And here in these three chapters, Job expresses some gems of the human struggle. He opens by waxing, "duh." He wonders about justice. He observes that the rest of nature knows what mankind can't admit. He has an out-of-body (or even out-of-universe) experience where he watches all of man's existence swirl about according to the conduction of God's will. He asks his friends to shut up and stop playing God's advocate. He once again approaches the throne of God, hoping for an answer. And he ponders his own death, hoping for something more.
This portion of Job, like Ecclesiastes, begs the question of what lies beyond the veil of death. Both Job and Solomon express a yearning, ignorant and uninformed, for something more meaningful than experience, something better than the now, something untouched by death. Solomon died without knowing what that was. But Job . . .

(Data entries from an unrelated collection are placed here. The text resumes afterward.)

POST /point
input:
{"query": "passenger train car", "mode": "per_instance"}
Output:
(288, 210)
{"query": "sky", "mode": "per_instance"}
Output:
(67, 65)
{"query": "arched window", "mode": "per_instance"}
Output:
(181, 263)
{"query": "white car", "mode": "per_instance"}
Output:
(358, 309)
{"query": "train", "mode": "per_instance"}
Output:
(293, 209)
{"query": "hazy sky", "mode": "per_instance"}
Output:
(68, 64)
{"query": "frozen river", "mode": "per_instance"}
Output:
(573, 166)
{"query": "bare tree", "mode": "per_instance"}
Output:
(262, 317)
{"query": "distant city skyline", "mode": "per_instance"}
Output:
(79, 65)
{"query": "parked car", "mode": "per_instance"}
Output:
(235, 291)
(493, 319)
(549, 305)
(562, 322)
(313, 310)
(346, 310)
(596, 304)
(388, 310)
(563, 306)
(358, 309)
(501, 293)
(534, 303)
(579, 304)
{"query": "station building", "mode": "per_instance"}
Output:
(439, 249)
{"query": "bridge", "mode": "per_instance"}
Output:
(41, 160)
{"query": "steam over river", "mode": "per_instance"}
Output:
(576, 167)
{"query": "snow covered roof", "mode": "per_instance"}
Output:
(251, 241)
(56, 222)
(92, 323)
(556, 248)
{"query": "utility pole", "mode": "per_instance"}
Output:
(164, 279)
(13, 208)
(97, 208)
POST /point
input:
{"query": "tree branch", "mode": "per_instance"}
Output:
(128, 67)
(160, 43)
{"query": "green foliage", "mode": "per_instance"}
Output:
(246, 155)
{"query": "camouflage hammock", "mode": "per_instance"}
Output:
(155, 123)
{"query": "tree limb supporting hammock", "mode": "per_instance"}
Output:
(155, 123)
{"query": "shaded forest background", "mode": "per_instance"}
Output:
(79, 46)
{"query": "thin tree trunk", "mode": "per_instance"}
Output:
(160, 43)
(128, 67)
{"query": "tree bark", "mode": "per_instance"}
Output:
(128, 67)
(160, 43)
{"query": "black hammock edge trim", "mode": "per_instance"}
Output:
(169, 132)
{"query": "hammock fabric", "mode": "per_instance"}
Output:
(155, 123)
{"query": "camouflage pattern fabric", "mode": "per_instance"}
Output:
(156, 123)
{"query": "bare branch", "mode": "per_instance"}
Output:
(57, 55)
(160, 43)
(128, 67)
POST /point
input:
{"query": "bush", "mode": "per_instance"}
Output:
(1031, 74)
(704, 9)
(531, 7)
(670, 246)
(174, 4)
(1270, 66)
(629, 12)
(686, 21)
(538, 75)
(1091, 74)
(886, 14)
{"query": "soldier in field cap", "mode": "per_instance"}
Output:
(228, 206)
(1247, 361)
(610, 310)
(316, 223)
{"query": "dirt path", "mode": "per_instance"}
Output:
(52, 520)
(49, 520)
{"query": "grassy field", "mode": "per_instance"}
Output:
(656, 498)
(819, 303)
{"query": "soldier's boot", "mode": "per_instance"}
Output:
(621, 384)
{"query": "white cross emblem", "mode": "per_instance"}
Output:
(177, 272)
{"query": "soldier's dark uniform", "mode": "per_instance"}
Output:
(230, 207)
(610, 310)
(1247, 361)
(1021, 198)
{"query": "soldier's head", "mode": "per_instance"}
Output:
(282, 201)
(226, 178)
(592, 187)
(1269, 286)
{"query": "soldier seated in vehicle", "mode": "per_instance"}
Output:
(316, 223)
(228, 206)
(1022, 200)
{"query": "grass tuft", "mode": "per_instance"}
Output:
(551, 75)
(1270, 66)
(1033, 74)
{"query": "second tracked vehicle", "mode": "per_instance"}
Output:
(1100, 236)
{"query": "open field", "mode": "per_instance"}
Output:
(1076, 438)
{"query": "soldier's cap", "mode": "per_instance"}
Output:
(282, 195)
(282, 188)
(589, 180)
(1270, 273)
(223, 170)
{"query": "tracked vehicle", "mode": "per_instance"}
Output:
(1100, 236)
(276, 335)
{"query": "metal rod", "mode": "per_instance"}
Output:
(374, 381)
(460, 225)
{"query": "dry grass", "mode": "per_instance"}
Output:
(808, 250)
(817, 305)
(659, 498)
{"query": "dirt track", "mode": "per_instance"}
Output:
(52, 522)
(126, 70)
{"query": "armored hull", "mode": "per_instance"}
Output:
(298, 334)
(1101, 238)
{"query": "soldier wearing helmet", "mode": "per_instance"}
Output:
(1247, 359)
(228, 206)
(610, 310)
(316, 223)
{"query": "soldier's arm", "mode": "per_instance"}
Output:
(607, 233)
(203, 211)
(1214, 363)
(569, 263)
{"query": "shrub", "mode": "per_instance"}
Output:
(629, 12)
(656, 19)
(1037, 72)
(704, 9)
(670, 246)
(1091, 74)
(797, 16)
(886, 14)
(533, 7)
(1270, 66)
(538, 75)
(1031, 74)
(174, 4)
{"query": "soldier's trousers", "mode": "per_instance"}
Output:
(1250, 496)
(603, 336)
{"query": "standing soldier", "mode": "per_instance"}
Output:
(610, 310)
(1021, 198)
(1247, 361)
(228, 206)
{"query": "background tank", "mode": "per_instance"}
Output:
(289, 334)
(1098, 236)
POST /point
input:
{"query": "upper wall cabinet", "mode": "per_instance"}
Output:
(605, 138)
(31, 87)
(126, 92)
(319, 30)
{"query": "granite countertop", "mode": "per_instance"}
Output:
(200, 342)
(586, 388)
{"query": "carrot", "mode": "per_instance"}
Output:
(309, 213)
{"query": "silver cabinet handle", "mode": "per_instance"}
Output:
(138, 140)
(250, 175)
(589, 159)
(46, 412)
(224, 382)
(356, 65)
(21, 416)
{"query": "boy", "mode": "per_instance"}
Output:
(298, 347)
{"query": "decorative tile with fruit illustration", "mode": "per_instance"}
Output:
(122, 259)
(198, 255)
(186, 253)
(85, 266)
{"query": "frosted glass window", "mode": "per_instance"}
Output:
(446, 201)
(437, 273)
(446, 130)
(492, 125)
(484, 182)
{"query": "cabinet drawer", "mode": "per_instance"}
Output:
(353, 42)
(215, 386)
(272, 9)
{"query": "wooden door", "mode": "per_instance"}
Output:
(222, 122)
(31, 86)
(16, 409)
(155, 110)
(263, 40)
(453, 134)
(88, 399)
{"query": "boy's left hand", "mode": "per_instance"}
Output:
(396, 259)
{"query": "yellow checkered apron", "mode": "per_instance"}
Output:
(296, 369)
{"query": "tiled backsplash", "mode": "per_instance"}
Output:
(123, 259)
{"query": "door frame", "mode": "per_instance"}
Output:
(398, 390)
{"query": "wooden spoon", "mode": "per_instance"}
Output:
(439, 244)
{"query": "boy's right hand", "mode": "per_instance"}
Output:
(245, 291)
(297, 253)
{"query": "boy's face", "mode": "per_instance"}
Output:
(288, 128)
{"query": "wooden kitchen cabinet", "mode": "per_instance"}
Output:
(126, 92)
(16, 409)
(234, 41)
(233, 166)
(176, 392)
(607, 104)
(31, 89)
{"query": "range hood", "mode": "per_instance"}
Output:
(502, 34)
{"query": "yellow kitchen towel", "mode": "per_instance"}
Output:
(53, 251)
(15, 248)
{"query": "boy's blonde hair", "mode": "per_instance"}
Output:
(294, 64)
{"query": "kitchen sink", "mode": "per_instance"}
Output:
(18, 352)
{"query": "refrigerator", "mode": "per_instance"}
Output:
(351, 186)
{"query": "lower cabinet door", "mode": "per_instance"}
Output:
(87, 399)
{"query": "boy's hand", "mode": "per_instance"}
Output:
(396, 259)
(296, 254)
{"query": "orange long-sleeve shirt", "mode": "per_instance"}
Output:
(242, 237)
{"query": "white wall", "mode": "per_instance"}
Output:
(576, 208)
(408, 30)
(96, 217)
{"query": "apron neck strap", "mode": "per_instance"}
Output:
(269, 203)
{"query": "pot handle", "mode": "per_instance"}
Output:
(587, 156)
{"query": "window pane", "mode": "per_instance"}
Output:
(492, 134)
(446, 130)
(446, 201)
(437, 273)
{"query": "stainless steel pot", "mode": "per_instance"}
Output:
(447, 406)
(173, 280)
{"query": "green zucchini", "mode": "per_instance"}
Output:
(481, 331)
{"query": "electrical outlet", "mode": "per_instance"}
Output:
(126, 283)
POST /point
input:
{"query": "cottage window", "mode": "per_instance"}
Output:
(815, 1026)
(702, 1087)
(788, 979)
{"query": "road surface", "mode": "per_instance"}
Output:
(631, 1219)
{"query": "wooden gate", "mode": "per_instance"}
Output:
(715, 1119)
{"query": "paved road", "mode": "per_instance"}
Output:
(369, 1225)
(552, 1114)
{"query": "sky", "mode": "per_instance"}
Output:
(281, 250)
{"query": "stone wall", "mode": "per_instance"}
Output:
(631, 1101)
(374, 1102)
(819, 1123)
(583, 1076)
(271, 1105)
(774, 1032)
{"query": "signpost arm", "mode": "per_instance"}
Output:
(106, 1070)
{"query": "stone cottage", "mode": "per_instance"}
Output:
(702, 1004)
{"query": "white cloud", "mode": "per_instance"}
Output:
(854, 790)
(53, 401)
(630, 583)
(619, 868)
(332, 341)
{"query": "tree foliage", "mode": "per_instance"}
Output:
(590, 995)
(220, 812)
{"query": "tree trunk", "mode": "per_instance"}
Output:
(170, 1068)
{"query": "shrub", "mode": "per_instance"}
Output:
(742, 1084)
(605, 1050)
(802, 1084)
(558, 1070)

Look, we all know this story ends well for Job, and that's because he became a living picture of the resurrection. The heart of the book chronicles Job's deathly suffering, but it ends with a brand new wonderful life. What a wonderful picture! Of course, it was also just a picture. He still died. And death is not cool.
That's the lesson Job learns and teaches in this book, one delivered powerfully in these three chapters. With death in the picture, life is programmed to degenerate into a big pile of stink. That's just the way it is. As wonderful as Job's life was, as faithful as he was, he probably never before came to terms with the fact that the closing curtain is putrid, unforgiving, and relentless. It may have been a great play, but the afterparty is gonna suck.
We have to long for something more. The man who had everything, the man who lost everything . . . they both agree that there simply must be something more. And the beauty that they are only now appreciating (hopefully) is that there most certainly is.